As a Muzungo (white person) I am told daily that I am a perpetual target in Nairobi and must always leave Kibera well before twilight. But squeezed shoulder to shoulder with these energetic, well-spoken young people who alternately debate and tease one another, I do not feel fear, pity, shock, or any other emotion that people who visit Kibera the first time often report experiencing. Despite the poverty and crime, the youth in this room are exactly what the world has been looking for. They are the segment of the “youth bulge” that could keep their country from plunging into the civil chaos that has plagued their neighbors Somalia, Uganda, Ethiopia, and Sudan.
Before 2008, much of the world took for granted that Kenya was a bastion of stability in the Sub-Saharan Africa. People inside and outside the country reacted with shock at just how quickly the violence spiraled out of control. Conflicts that at first appeared to be tribal feuding, it later was confirmed, were in part the result of groups of youth that had been bribed by politicians first for their votes, then for their violence. Kenneth himself at the onset went out into the city center to take pictures in hopes of documenting the atrocities, “but I took five pictures and I had to stop. It was too much.” He instead went back to Kibera and did his best to calm people and evacuate members of targeted groups to safety. In his house he hid a woman who was a member of the targeted Kikuyu tribe, telling her if people came after her, to claim to be his wife. They came, she did, she survived.
Ken is exceptional, but he is not the exception. As the young people around me discuss micro-finance, team building, creating a budget, I think about an article I recently read entitled “Kibera youth always primed for violence.” Martyn Drakard a reporter from The Observer, a Ugandan newspaper, writes about the train track that run through Kibera being torn up in protest of recent tensions between the two countries. In it he claims:
“Kibera youth can be divided into several categories: those who traipse every morning to the factories five miles away hoping to catch the eye of a sympathetic foreman; those who stay in Kibera and run or are trying to start projects, such as selling water, managing public toilets and showers, disposing of waste; those who stay at home doing nothing; and the others who are ready at a moment’s notice to take to the streets or alleys in pursuit of some cause.”
But can the youth in this room where I am sitting be easily squeezed into any of these above categories?
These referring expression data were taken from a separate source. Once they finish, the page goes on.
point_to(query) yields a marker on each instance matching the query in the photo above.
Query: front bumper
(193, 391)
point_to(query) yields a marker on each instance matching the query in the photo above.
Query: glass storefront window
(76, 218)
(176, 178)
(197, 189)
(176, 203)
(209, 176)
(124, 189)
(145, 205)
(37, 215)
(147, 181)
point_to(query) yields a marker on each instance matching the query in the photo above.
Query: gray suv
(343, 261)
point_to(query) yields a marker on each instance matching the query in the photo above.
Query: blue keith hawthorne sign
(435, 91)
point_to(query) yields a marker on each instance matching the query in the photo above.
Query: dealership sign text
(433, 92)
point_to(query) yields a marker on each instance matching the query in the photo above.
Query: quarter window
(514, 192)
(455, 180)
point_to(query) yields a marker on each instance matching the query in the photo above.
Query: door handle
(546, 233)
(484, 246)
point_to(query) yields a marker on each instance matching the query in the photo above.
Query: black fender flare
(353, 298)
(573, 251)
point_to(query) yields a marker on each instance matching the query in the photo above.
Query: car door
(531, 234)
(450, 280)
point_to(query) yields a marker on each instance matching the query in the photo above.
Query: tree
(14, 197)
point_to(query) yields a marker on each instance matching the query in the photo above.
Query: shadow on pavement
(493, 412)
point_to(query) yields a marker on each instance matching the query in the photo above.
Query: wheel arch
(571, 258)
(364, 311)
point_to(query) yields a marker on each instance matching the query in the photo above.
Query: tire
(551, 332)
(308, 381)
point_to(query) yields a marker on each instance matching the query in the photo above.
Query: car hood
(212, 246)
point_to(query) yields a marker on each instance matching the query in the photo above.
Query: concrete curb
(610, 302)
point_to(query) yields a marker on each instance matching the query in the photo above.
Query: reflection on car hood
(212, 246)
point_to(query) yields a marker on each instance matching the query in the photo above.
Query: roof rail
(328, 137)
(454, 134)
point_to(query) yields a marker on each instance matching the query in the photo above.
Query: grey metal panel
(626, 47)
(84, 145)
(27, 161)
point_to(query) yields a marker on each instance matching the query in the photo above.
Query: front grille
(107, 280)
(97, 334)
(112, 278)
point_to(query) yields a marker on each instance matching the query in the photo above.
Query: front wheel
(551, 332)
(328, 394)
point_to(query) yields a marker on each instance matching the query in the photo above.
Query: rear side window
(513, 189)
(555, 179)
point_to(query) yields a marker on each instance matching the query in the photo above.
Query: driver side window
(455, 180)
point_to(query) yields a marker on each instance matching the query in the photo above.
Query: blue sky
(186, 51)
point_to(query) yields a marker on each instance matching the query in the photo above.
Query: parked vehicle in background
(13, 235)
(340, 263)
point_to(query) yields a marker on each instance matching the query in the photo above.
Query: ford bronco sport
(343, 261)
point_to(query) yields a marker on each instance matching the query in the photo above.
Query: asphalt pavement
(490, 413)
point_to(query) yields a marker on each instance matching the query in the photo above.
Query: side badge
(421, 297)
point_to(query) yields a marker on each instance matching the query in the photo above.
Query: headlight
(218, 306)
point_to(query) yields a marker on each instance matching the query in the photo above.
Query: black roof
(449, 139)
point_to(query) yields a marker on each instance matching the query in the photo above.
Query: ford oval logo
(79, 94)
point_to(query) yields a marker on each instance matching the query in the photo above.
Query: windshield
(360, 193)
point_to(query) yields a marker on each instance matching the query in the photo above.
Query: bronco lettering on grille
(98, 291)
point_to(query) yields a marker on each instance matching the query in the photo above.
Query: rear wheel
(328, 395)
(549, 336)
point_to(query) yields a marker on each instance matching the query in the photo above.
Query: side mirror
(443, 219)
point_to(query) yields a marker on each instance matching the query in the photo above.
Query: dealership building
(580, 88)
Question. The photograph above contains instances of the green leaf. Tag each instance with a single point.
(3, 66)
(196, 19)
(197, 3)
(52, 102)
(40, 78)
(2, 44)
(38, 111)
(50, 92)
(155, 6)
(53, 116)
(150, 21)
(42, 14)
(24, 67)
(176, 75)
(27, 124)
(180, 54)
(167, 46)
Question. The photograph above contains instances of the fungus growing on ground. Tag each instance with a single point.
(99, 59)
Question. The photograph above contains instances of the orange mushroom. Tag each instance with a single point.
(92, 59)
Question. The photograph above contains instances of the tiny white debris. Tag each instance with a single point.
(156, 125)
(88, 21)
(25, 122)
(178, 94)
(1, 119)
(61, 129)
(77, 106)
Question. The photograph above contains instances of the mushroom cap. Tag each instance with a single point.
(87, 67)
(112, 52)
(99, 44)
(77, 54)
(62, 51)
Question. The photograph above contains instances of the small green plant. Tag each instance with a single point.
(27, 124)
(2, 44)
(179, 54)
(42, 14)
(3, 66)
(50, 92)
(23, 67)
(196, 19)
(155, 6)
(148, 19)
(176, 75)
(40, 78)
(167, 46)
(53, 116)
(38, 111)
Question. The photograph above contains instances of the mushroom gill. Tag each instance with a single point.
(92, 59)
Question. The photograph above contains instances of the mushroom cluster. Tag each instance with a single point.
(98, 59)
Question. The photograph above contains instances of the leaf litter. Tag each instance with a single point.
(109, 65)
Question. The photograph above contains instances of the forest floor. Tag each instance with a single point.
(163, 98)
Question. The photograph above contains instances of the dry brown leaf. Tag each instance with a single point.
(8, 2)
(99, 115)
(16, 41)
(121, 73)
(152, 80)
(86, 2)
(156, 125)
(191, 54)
It is convenient when you are speeding through Kibera on a high-powered train or hurrying out of Kibera before sunset to miss yet another category of youth. The kind who, in the words of Kenneth, “Don’t let Kibera be on you. You be on Kibera.” You cannot see signs of Kibera externally. They don’t look poor, or “primed for violence,” but there is a fire within them to be on Kibera, on Nairobi, on Kenya to start opening pathways out of poverty and marginalization. To give them a platform for participation that is more permanent than the settlement in which they live. To pay attention to the youth before they tear up more than the train tracks.